仕事ってのも、あれだ。ちょっと掃除したり、整理をしたり、なんだ、爺や婆の話し相手になってやったり、お供え物したりってくらいなもんだ。」
アラクレイは頭をかきながら、たどたどしく話しかけてきます。
僕に気をつかってくれているようです。
「真っ黒な穴にちょっとびっくりしちゃっただけで、大丈夫です。
これからお仕事をするんですから。さ、行きましょう。」
イーオットとムクチウスが、うんうん、と頷いてくれています。
風穴の脇に造られている、フタのような扉で地下に向かいます。
アラクレイが手のひらを当てると、魔法紋が光ってカギが外れた音がしました。
扉は手動、中はハシゴです。
フタのような扉を閉めると、中は真っ暗になってしまいます。
三人とも、精霊術の小さな明かりを灯します。
僕も、真似をして明かりの術を灯します。
何も術が使えない振りをするのも、先々説明が苦しくなりそうですからね。
それにしても、やはり、ここでは魔道具はほとんど使われないのですね。
きっと、この風穴や夢魔の島を建設した人も、魔道具の中の精霊の声が聞こえたのでしょう。
僕と同じように。
ハシゴをしばらく下りると、行き止まりになって扉が壁についています。
アラクレイが扉を開けると、中は上からの光が照らしていました。
風穴は、上からの光は入ってきているようです。
らせんのように、風穴にそって人が何人か通れるくらいのくぼみが掘ってあって、そのくぼみの壁に、色々な魔道具があります。

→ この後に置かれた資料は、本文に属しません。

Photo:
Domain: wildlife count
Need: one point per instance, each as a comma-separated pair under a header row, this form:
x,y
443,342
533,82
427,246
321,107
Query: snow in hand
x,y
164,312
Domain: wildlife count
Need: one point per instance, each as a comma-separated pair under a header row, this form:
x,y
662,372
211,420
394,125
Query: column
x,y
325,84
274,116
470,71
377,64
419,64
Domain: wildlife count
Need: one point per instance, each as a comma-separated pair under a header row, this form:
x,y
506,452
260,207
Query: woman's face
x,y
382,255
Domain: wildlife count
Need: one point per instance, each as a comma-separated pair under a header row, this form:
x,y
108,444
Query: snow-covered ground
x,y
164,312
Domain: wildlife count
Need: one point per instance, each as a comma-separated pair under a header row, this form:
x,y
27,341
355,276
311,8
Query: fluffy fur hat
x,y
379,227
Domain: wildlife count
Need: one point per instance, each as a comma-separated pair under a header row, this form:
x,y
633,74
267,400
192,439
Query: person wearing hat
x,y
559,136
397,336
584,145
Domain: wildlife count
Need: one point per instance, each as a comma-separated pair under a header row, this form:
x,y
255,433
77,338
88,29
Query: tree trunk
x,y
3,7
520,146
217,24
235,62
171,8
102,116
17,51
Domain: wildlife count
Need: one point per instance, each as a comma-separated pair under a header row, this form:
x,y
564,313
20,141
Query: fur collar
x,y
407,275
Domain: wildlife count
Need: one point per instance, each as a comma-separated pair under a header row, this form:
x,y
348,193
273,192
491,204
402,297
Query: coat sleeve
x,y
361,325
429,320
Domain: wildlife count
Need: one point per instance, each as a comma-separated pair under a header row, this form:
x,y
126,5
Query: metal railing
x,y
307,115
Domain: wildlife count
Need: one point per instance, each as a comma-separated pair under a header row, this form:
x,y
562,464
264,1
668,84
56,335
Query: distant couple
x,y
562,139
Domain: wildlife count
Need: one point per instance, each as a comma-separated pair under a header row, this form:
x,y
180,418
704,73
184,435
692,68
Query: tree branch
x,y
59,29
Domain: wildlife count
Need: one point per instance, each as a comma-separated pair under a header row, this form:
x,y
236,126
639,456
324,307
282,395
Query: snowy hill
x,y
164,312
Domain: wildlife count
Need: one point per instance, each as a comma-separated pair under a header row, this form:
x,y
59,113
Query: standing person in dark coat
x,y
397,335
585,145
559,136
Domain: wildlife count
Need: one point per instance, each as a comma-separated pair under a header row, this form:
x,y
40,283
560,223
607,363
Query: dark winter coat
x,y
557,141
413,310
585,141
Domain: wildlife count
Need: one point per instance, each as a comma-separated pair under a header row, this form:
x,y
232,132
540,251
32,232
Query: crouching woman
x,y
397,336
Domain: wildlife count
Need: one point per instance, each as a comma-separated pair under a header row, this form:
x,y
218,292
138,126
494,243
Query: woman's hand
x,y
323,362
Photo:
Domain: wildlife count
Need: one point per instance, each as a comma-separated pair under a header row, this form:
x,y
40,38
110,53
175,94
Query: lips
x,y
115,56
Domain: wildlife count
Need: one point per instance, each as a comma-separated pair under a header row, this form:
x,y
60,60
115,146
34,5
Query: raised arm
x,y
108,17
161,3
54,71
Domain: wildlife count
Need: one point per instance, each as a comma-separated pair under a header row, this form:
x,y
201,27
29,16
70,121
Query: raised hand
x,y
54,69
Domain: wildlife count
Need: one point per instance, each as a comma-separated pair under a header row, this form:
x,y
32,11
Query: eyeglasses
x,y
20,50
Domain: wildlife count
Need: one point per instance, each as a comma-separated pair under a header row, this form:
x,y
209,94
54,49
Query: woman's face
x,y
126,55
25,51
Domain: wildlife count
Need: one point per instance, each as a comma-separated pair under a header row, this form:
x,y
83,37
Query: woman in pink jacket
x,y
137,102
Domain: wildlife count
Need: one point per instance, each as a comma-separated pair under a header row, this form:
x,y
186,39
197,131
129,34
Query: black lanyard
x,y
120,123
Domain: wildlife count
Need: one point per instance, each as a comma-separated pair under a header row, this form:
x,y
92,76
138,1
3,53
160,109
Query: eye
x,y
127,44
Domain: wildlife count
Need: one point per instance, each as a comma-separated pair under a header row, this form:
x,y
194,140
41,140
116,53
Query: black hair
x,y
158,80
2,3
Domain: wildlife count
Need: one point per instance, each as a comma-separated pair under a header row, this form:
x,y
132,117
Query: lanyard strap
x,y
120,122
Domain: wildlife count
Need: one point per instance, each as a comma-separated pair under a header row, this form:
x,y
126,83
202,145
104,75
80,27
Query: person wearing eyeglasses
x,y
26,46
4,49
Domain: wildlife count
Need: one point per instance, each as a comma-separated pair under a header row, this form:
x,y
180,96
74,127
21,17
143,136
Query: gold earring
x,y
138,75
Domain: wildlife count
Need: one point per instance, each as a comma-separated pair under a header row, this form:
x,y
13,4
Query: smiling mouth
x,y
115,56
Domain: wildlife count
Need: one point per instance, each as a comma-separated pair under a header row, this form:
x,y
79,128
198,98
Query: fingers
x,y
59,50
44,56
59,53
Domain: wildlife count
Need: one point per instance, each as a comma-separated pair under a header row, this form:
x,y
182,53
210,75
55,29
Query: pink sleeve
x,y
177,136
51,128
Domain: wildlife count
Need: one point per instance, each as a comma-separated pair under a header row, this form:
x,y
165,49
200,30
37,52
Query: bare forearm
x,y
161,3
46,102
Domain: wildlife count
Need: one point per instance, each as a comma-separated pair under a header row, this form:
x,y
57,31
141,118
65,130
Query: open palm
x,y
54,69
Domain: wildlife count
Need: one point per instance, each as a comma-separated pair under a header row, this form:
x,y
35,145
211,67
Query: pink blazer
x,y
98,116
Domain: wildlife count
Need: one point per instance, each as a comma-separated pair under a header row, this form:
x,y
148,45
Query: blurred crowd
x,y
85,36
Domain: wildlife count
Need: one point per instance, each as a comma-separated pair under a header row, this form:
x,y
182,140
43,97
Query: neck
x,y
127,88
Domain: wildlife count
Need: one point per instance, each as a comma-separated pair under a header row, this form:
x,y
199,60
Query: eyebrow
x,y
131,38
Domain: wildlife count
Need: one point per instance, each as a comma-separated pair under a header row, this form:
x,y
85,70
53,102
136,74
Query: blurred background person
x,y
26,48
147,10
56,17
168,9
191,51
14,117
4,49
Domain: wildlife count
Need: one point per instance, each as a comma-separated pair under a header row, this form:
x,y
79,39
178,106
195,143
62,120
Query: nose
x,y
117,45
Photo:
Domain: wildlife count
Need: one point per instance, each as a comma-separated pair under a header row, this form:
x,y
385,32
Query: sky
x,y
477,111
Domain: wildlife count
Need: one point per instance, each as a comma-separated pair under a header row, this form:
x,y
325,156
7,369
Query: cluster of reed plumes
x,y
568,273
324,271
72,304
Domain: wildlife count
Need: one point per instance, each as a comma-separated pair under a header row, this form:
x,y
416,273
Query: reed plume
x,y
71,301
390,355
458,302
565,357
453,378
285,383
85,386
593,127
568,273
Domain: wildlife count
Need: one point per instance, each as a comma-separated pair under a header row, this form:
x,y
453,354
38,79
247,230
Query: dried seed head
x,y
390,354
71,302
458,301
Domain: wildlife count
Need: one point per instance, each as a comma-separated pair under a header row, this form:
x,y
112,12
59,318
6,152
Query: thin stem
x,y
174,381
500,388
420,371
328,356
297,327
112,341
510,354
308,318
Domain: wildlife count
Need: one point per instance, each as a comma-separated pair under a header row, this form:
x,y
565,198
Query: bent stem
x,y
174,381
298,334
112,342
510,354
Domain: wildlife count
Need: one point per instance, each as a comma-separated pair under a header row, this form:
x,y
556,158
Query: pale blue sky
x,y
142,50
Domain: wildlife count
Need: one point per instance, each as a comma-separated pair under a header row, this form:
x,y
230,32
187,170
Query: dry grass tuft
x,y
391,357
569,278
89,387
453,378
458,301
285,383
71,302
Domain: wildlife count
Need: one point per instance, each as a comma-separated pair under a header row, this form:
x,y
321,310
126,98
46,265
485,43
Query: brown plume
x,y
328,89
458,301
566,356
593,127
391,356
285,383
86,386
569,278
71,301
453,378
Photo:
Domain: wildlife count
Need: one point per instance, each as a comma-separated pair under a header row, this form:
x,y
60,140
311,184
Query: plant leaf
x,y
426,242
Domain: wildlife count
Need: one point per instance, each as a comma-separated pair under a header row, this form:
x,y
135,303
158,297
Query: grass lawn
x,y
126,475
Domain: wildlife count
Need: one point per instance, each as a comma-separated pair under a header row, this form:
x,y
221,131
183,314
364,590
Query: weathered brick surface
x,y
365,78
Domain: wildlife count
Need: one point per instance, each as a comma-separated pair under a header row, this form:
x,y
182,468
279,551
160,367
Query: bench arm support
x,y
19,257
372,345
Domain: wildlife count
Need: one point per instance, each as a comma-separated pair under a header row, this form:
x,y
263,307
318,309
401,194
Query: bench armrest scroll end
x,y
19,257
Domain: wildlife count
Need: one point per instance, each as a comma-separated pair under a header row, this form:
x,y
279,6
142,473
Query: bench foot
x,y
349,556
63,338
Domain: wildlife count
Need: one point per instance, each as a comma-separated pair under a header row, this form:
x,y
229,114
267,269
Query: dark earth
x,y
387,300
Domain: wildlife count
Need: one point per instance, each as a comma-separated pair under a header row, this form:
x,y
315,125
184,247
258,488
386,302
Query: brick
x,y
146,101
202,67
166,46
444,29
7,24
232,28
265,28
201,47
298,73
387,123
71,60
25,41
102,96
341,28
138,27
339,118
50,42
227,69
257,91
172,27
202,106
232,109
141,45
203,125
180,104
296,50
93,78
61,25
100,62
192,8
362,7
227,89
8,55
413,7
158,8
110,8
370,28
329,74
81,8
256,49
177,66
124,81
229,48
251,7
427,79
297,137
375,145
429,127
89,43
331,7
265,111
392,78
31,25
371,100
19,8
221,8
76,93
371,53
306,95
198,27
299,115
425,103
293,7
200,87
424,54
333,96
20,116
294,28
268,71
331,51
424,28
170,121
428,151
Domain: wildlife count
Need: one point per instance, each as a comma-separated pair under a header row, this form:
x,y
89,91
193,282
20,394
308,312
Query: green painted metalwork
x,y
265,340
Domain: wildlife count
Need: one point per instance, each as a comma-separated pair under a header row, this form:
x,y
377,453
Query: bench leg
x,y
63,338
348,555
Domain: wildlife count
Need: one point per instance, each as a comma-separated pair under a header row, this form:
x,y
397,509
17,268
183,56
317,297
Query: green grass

壁にかけてある武器やお面、さらにくぼみが掘ってあってその中に収めてある指輪のような小さな品々。
雑貨のお店や、学院の博物館のようです。
ほとんどの品物がくすんでいたり、歪んでいたり、さび付いていたりすることをのぞけば。
最後にハシゴを下りてきたイーオットが、後ろ手に扉を閉めてから説明してくれました。